The left and right have also gravitated towards dramatically different responses to 9/11. On the right, the dominant response has been the notion of an irreconcilable clash of civilizations. This approach has found common cause with Israel. On the left, the response to 9/11 has been engagement. Recall Obama’s attempts to have dialogue with the Iranians and his journey to Cairo. To the liberal seeking Muslim engagement, Israel is more an impediment than a natural ally.

Let’s assume that Israel’s trajectory as conservative friend and liberal bogeyman continues. You will likely see the people who consider Israel a life-or-death issue choose Zionism at the expense of their liberalism. This has already begun to happen in dramatic fashion. In 2000, most Orthodox Jews supported Gore. In 2004, 70 percent of the Orthodox supported Bush, and in 2008, 78 percent voted for McCain. (Remarkably, this means that the non-Orthodox Jewish vote for Obama exceeded 85 percent).

Orthodox Jews’ voting has been quicker to change than their party affiliation. According the American Jewish Committee Survey for 2007, more Orthodox identified themselves as Democrats (42 percent) than Republicans (30 percent). It is a good bet that Orthodox party affiliation will trend towards the Republicans as they increasingly value Israel over other issues. If it’s a matter of insuring the survival of the Motherland, how bad is a moment of silence in public schools?

Members of the less ardent Jewish streams will increasingly choose their liberalism over their Zionism. More unaffiliated and Reform Jews in their formative years will simply not get bitten by the Zionism bug. This secular distancing from Israel is well under way. A 2007 study by demographer Steven M. Cohen found that among non-Orthodox Jews under 35, only 54 percent were even “comfortable with the idea of a Jewish state,” in contrast to over 80 percent of those older than 65. Amazingly, fewer than half of the non-Orthodox Jews under 35 said that they would consider the destruction of Israel a personal tragedy.

Discomfort with Israel has thrown roadblocks to the formation of attachment to the state by young secular Jews. Increasingly, when they’re walking by the mock separation wall that protestors have built on campus, they will keep on walking. Without some dramatic change in Israel’s status, we will see the rapid continuing “Orthodoxation” of American Zionism. If you want visible proof, go to your nearest Israel Independence Day Parade.
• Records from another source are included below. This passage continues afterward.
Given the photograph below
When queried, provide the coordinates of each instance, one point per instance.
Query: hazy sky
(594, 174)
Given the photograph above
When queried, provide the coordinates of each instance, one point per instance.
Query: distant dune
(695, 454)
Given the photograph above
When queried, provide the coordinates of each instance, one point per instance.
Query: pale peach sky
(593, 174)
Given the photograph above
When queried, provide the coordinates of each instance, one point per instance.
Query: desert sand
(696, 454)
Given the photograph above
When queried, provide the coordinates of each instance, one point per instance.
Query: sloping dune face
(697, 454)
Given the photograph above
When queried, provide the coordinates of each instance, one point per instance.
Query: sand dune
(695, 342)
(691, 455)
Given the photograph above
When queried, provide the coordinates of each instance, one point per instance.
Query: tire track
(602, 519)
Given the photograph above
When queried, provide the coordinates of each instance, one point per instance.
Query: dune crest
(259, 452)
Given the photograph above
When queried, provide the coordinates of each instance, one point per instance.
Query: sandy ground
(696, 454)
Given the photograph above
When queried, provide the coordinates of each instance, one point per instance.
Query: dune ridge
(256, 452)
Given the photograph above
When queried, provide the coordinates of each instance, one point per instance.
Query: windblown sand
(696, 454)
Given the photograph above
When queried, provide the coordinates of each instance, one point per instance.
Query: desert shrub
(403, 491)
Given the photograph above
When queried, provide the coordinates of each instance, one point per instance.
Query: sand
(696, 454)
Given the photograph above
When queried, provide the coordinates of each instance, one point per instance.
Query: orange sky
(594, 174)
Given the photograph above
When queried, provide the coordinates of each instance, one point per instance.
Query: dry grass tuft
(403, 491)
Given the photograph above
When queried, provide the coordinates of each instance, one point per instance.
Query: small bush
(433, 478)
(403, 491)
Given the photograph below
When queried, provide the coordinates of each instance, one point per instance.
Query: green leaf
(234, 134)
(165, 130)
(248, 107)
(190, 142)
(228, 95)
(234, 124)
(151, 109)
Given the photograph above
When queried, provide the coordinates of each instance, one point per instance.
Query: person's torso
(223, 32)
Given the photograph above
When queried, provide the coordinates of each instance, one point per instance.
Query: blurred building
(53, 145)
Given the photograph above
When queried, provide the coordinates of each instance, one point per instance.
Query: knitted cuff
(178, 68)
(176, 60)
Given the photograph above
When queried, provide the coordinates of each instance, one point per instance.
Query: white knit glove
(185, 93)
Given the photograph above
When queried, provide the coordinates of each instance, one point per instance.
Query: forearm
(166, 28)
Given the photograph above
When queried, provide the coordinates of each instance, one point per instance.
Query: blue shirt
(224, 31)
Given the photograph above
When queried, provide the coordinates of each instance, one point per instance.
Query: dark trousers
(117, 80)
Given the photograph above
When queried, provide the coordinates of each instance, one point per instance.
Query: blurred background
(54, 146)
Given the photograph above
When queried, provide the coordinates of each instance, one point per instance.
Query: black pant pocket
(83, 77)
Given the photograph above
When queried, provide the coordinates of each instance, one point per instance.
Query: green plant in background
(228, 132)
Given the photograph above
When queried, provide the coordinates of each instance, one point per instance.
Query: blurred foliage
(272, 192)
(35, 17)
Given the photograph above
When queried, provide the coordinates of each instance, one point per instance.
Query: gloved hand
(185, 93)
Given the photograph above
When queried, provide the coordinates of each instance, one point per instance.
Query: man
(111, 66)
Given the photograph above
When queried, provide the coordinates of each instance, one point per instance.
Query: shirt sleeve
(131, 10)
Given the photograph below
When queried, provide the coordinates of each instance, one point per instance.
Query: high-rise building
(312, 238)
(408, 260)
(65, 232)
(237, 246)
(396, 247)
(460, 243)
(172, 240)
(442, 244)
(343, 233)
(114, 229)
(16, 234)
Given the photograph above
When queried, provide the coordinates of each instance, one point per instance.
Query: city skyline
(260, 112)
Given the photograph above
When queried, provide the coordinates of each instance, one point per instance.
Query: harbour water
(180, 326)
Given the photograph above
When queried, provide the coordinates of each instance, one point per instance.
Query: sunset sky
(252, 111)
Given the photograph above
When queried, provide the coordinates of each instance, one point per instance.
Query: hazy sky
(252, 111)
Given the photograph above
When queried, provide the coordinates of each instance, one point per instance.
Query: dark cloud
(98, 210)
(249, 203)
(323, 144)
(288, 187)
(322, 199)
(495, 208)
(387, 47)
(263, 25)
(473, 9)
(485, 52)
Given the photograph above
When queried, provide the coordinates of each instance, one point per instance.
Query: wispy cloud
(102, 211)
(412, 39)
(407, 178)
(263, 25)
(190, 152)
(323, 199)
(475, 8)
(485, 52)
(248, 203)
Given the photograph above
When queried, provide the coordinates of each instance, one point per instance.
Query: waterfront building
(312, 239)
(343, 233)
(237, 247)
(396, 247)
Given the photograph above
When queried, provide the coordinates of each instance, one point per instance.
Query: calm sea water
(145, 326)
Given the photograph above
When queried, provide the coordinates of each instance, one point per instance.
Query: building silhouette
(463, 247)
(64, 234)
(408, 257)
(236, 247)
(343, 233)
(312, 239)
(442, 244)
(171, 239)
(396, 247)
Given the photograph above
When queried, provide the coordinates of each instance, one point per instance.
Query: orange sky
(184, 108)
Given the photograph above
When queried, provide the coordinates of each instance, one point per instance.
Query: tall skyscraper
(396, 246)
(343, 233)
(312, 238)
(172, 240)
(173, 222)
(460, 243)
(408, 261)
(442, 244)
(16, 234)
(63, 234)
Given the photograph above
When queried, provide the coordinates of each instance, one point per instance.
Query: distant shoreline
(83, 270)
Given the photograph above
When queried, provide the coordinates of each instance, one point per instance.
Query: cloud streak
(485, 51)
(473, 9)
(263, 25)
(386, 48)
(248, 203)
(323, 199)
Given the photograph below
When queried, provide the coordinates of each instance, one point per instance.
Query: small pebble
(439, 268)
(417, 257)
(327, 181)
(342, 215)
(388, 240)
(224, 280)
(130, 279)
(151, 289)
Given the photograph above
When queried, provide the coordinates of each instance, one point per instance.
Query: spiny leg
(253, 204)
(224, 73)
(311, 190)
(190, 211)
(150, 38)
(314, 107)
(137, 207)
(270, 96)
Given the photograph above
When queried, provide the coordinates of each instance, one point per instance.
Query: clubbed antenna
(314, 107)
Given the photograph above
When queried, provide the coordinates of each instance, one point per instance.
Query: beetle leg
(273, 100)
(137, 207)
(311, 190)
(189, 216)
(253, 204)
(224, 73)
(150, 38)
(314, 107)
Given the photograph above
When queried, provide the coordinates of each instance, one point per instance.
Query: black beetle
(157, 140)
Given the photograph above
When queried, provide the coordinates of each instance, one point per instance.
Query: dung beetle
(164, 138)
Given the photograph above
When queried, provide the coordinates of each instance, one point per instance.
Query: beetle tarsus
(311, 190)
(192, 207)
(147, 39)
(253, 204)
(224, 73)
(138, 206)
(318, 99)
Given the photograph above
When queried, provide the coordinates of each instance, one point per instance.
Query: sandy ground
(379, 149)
What if Israel doesn’t get its liberal mojo back? While the percentage of Orthodox Jews over 70 years old is considerably less than 10 percent, the percentage under the age of 18 is meaningfully above 20 percent, and doubling every 20 years. Most liberal Jews won’t abandon the Democratic Party until they die. But that’s just what they’re doing. That, and not reproducing at replacement rates, and having children who marry out.

Since the Christian Zionist Evangelicals ascended within the Republican Party, conservatives have been predicting some great Jewish Awakening, where the Hebrews of Hollywood and Boca and Larchmont wake up and suddenly leap into the hands of the Zionist Republicans. It’s not going to happen like that, because liberal Jews cannot get over their revulsion for “W” and Sarah Palin.

But the Orthodox have shifted to the Republicans, and they have every demographic metric on their side. This change will take many years to play out. Obama will likely win a majority of the Jewish vote in 2012. But the continuation of these trends will ultimately have a powerful impact on the political character of the American Jewish population.

Brett Cohen is president of JGB Management, an investment firm.